Live in Concert, 2 Live Crew's fifth album and only live album, was also released in 1990. The album peaked at number 46 on the Top R&B/Hip-Hop Albums chart.

Sports Weekend: As Nasty as They Wanna Be, Pt. 2, featuring the single "Pop That Coochie," which reached 58 on the Hot 100 chart, was released by 2 Live Crew in 1991. The group's sixth album was a sequel of sorts to As Nasty As They Wanna Be, and was also accompanied by a clean version, Sports Weekend: As Clean As They Wanna Be, Pt. 2.

Sports Weekend: As Nasty as They Wanna Be, Pt. 2 would be the last studio album to include all of the most well known members of the group, Hobbs, Wong Won, Ross, and Campbell.

===1993–1999: Final albums with the most well known 2 Live crew line up, solo projects and 2 Live Crew reunion===

In 1994, Hobbs formed a group, Mr. Mixx and Da Roughneck Posse, which released the studio album One Monkey Don't Stop No Show. That same year, with a group called Bass Poets, Hobbs released the album Bass-Boom-Booty.

In 1995, Hobbs, Wong Won, and Ross reunited to release the single "Hoochie Mama" for the soundtrack of the popular 1995 movie Friday. The soundtrack reached No. 1 on the Billboard 200 chart, where it held its position for two weeks, and remained on the Top R&B/Hip-Hop Albums chart for six weeks.

Also in 1995, Hobbs teamed up with producer Billy Vidal to release several Miami Bass compilations from 1995 through 1997.

In 1996, Hobbs again reunited with Wong Won and Ross as the 2 Live Crew, to perform, produce and release the group's seventh studio album Shake a Lil' Somethin' whose hit song of the same name, peaked at #72 on the Top 100 chart and #11 on the Hot Rap Songs|Hot Rap Singles chart. Two of the album's singles charted: "Do the Damn Thing", which made it to #24 on the Hot Rap Singles chart, and "Be My Private Dancer", which peaked at #34. Shake A Lil' Somethin would be the last 2 Live Crew album to feature Hobbs.

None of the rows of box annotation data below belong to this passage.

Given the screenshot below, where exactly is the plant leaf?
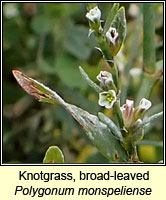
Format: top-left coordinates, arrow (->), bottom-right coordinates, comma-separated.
43,146 -> 64,163
103,3 -> 119,35
98,112 -> 123,141
13,70 -> 128,162
86,3 -> 97,11
135,111 -> 163,131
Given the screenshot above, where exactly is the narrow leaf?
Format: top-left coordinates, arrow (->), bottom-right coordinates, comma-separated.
13,70 -> 128,162
98,112 -> 123,141
103,3 -> 119,35
79,66 -> 103,93
135,112 -> 163,131
43,146 -> 64,163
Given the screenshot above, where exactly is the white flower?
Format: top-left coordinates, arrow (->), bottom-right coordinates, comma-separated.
98,90 -> 117,109
138,98 -> 152,110
134,98 -> 152,120
86,6 -> 101,23
106,27 -> 119,46
121,99 -> 134,128
96,71 -> 113,88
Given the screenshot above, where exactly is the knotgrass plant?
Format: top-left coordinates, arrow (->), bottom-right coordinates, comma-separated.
13,3 -> 163,163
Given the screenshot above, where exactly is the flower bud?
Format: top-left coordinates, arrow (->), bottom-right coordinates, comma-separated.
86,6 -> 101,33
134,98 -> 152,120
98,90 -> 117,109
106,27 -> 119,56
133,119 -> 144,142
97,71 -> 114,89
121,99 -> 134,128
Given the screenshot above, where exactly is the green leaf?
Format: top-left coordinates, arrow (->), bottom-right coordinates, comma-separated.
111,7 -> 126,54
135,111 -> 163,131
13,70 -> 128,162
103,3 -> 119,35
43,146 -> 64,163
86,3 -> 97,11
65,104 -> 128,162
98,112 -> 123,141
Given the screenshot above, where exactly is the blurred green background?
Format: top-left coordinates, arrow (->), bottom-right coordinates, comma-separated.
3,3 -> 163,163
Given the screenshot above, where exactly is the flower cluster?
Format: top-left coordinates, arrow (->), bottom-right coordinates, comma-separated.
86,6 -> 119,56
97,71 -> 152,134
86,6 -> 102,35
97,71 -> 117,109
121,98 -> 152,129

In 1998, Hobbs released his first solo album The Sex Files.

===2000-present: Solo albums and current projects===
In 2002, Hobbs released his second solo studio album Nasty Controversial & Unauthorized Part 1.

In 2005, Hobbs released his third solo album Vgnl Minded on his own independent label, Mr. Mixx Recordings.

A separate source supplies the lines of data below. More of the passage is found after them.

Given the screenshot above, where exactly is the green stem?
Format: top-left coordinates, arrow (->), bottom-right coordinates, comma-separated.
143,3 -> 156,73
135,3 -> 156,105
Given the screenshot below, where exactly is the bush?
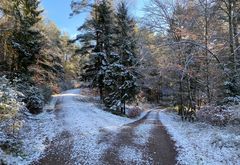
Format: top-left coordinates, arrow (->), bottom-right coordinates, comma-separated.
127,107 -> 142,118
17,81 -> 44,114
196,106 -> 231,126
0,76 -> 23,119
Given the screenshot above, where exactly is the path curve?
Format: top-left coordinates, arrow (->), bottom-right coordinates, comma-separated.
32,89 -> 177,165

From 2008 to 2011, Hobbs created and ran his own website, Collegepeepshowtv.com.

In 2009, Hobbs released his fourth solo album The Money And The Booty .

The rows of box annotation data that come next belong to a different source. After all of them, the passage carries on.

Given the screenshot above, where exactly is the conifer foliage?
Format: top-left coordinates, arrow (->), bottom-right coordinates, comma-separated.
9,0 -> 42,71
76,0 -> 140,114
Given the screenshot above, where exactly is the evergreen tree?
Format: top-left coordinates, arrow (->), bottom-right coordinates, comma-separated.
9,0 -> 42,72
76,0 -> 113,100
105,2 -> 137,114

In 2010, Hobbs briefly reunited with former bandmates Wong Won, Ross, and Campbell as 2 Live Crew, and were honored at the 2010 VH1 Hip-Hop Honors: The Dirty South Edition awards show where they also performed.

In 2016, Hobbs reunited with Ross to reform 2 Live Crew shortly before Wong Won's death in 2017. The duo subsequently released two singles How Bout Dem Cowboys (2016) and One Horse Sleigh (2016), and continued to tour nationally as 2 Live Crew, until Ross' death in 2024.